Gerah Dikritik, Ini Kata Ditjen Pajak Soal Diskotik Bebas PPN

Pertunjuukkan-di-MP-Club.jpg
(YOUTUBE.COM)

 

RIAUONLINE, JAKARTA - Gerah karena dihujani kritik, Direktorat Jenderal Pajak (DJP) akhirnya angkat bicara soal alasan pembebasan pajak pertambahan nilai (PPN) atas delapan jenis jasa kesenian dan hiburan, antara lain diskotik, karaoke, dan hiburan malam.

 

Hal ini terkait dengan terbitnya Peraturan Menteri Keuangan Nomor 158/PMK.010/2015 tentang Kriteria Jasa Kesenian dan Hiburan yang Tidak Dikenai Pajak Pertambahan Nilai.

 

"Tak kurang dari berbagai tokoh keagamaan hingga anggota DPR menyayangkan kebijakan pemerintah ini, khususnya kebijakan yang membebaskan diskotik, karaoke, klub malam dan sejenisnya dari PPN," ujar Direktur Jenderal Pajak, Sigit Priadi Pramudito seperti dikutip dari situs resmi DJP, Kamis (27/8).


 

Sigit menilai telah terjadi salah persepsi di masyarakat soal kebijakan pemerintah itu.

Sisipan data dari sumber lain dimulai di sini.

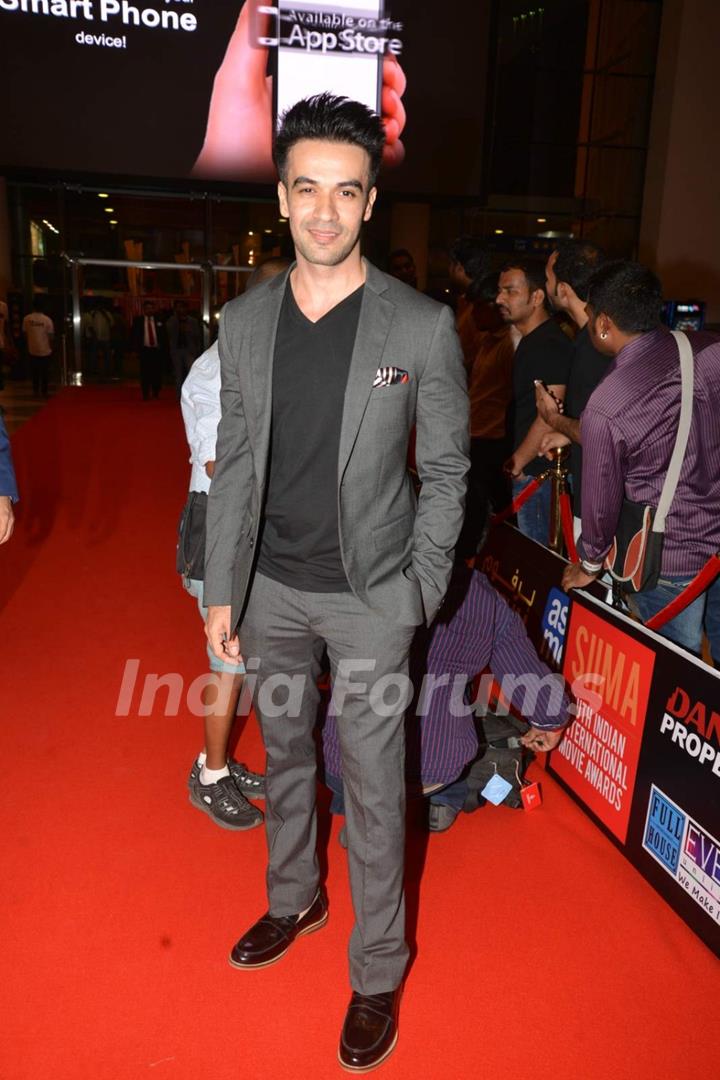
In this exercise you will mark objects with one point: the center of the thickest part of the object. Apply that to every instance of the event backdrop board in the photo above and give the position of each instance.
(642, 755)
(109, 86)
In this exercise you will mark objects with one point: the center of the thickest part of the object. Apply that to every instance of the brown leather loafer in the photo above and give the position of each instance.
(272, 935)
(369, 1033)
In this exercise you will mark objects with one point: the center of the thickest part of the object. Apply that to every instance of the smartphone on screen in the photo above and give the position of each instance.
(315, 54)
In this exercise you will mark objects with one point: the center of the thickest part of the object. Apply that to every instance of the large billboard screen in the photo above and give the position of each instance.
(174, 89)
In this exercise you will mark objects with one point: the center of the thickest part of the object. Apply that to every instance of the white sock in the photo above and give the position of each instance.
(307, 908)
(212, 775)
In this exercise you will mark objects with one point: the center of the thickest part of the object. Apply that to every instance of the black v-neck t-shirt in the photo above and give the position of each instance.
(300, 542)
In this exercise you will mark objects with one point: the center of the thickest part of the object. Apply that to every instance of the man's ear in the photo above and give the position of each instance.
(372, 194)
(282, 199)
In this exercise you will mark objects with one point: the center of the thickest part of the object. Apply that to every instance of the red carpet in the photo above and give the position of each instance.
(541, 954)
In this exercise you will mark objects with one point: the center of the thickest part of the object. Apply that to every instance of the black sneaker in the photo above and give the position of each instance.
(249, 783)
(246, 781)
(225, 804)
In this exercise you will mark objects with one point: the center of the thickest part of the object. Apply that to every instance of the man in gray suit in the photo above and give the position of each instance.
(315, 539)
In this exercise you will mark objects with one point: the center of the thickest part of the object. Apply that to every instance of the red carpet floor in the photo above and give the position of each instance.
(541, 954)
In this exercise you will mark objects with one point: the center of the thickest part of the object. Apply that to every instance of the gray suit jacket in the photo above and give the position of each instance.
(396, 550)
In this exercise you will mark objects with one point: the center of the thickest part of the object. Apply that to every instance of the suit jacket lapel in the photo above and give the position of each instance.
(374, 325)
(262, 352)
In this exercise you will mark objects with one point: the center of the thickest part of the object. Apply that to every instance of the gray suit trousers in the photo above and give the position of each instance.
(283, 635)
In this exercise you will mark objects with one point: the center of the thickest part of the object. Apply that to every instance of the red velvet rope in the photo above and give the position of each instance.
(568, 532)
(517, 501)
(690, 593)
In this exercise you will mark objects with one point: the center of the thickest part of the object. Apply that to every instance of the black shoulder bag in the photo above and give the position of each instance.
(190, 552)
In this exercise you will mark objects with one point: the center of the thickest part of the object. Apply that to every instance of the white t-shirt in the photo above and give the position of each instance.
(38, 327)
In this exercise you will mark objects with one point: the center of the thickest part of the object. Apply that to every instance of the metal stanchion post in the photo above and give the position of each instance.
(558, 480)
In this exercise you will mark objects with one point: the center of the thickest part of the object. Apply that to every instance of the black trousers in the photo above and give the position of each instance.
(151, 370)
(39, 373)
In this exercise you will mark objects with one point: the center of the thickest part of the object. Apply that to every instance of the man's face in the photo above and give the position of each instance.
(403, 267)
(515, 297)
(326, 199)
(551, 282)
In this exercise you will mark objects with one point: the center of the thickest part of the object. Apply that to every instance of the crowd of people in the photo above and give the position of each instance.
(317, 552)
(338, 588)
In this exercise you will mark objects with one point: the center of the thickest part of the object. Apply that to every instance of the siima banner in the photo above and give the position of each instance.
(642, 754)
(193, 88)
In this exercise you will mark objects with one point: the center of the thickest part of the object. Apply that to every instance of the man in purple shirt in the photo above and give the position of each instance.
(628, 431)
(475, 630)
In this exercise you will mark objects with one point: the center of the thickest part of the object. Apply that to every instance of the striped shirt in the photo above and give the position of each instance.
(475, 630)
(628, 430)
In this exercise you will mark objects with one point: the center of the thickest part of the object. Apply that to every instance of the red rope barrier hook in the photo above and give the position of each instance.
(568, 531)
(690, 593)
(519, 500)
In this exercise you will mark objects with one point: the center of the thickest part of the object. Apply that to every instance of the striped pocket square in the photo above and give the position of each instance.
(390, 376)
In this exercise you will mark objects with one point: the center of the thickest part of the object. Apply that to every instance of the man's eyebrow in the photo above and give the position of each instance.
(299, 180)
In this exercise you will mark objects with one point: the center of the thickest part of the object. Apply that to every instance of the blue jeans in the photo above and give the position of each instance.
(533, 518)
(712, 620)
(687, 628)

Menurutnya, kebijakan ini dilakukan guna menghindari pengenaan pajak ganda.

 

Sistem perpajakan di Indonesia, kata Sigit, membagi kewenangan pemungutan ke pemerintah pusat dan pemerintah daerah (Pemda). Sedikitnya terdapat 16 jenis pajak yang kewenangan pemungutannya berada di tangan Pemda, di mana salah satunya adalah pajak hiburan.

 

Pada pasal 4A Undang-Undang PPN, lanjut Sigit, disebutkan kriteria barang konsumsi dan jenis kegiatan atau jasa yang tidak dikenakan PPN. Antara lain makanan dan minuman yang disajikan di hotel, restoran dan sejenisnya, serta jasa kesenian dan hiburan.

 

"Jika dicermati, pembebasan PPN atas barang dan/atau jasa seperti: makanan dan minuman yang disajikan di hotel, restoran, rumah makan, warung, dan sejenisnya, serta jasa kesenian dan hiburan merupakan beberapa contoh penghindaran pajak berganda karena atas barang dan/atau jasa tersebut sudah dipungut pajak daerah," tuturnya.